MAR 13, 2015

Hopes warm for alien life: Nasa probe finds hot springs on Saturn's moon

WRITTEN BY: Robert Woodard

Hydrothermal activity detected by spacecraft finds that ocean deep below frozen surface of Enceladus is warm and could therefore increase chance of life.

A small moon that circles Saturn harbors a warm water ocean beneath its thick icy crust, according to research that makes the distant body a prime target in the search for life elsewhere.

The discovery means Enceladus, a 300 mile-wide moon of the ringed planet, is the only place beyond Earth that is known to be hydrothermally active, providing a natural heating system for the subsurface ocean.

Nasa's Cassini probe has already mapped out a six-mile-deep saltwater ocean under the frozen south pole of Enceladus, but the latest measurements from the spacecraft go further in revealing the water to be warm, at least in places.
Hsiang-Wen Hsu at the University of Colorado in Boulder said that Enceladus appears to have a hot, porous core that heats the deepest water in the ocean to a temperature of at least 90C. On Earth there are similar hydrothermal vents on ocean floors that might have played a role in the emergence of life billions of years ago.

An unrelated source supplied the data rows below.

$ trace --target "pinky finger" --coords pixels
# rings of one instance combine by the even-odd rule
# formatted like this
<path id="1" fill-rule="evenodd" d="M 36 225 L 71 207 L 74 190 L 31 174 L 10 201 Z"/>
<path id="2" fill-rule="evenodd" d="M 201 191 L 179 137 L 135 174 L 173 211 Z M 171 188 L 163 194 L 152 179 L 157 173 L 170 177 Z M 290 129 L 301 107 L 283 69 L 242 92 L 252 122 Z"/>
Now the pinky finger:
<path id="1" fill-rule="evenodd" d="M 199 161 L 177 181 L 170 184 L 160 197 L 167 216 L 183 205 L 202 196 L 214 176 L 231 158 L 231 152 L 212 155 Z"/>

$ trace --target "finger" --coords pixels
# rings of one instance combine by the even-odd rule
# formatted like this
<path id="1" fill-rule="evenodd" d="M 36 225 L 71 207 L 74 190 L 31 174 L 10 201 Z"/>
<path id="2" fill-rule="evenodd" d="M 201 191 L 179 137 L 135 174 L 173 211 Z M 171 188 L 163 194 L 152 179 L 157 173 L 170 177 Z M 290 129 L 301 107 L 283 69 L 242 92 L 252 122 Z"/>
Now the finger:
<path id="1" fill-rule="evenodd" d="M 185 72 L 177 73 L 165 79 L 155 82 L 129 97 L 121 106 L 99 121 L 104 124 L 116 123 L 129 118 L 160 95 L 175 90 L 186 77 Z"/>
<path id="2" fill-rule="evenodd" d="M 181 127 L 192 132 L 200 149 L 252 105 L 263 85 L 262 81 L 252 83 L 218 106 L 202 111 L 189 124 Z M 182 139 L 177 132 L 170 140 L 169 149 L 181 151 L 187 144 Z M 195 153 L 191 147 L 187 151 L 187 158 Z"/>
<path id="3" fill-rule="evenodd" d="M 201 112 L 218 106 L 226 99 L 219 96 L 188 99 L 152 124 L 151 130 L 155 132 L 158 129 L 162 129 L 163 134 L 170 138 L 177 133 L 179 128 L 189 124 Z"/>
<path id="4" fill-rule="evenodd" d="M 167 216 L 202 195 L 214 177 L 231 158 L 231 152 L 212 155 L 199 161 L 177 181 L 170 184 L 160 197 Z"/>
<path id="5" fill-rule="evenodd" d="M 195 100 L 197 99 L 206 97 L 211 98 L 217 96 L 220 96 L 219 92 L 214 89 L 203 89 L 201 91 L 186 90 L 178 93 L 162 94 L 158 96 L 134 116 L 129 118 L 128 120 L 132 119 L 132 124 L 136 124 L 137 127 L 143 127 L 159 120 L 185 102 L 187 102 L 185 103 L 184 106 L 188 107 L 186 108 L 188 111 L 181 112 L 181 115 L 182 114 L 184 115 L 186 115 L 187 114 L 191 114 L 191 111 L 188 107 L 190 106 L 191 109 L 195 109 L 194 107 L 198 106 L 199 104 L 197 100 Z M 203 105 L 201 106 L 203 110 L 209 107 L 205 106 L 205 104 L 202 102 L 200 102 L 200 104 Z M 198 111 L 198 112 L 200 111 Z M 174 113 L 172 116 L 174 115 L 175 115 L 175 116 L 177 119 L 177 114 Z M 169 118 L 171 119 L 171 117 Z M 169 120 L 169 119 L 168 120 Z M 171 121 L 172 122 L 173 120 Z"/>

"A hydrothermal system like this could fulfill the basic criteria to have life: that is energy, nutrients and liquid water," Hsu told the Guardian. "But we don't know if the water was warm enough for long enough. If the temperature wasn't stable, life may not have happened there."

Life would struggle to gain a foothold on Enceladus if it had no internal heating system because the Saturnian moon is too distant to be warmed by the sun.

Hsu and his colleagues reached the conclusion that Enceladus has a warm ocean under 25 miles of icy crust after months of work to trace the origins of tiny particles of silicon dioxide that had been collected by Nasa's Cassini probe.

Using the spacecraft's Cosmic Dust Analyzer, the scientists found that dust particles in one of Saturn's rings came from plumes that erupt from Enceladus. Among them were silica nanoparticles that most probably formed in chemical reactions between the water and rocky core on the ocean floor.
In lab experiments, the scientists confirmed that they could make similar particles by mixing silicon-bearing rocks with water and holding them at high temperature and pressure. The best conditions were salty and alkaline, according to a report in the journal, Nature.

Ralf Srama, a senior author on the study at the University of Stuttgart, said that the hydrothermal activity on Enceladus is happening today, because the particles in the dust are so young, and daily plumes of water vapor and dust are seen spraying out of Enceladus.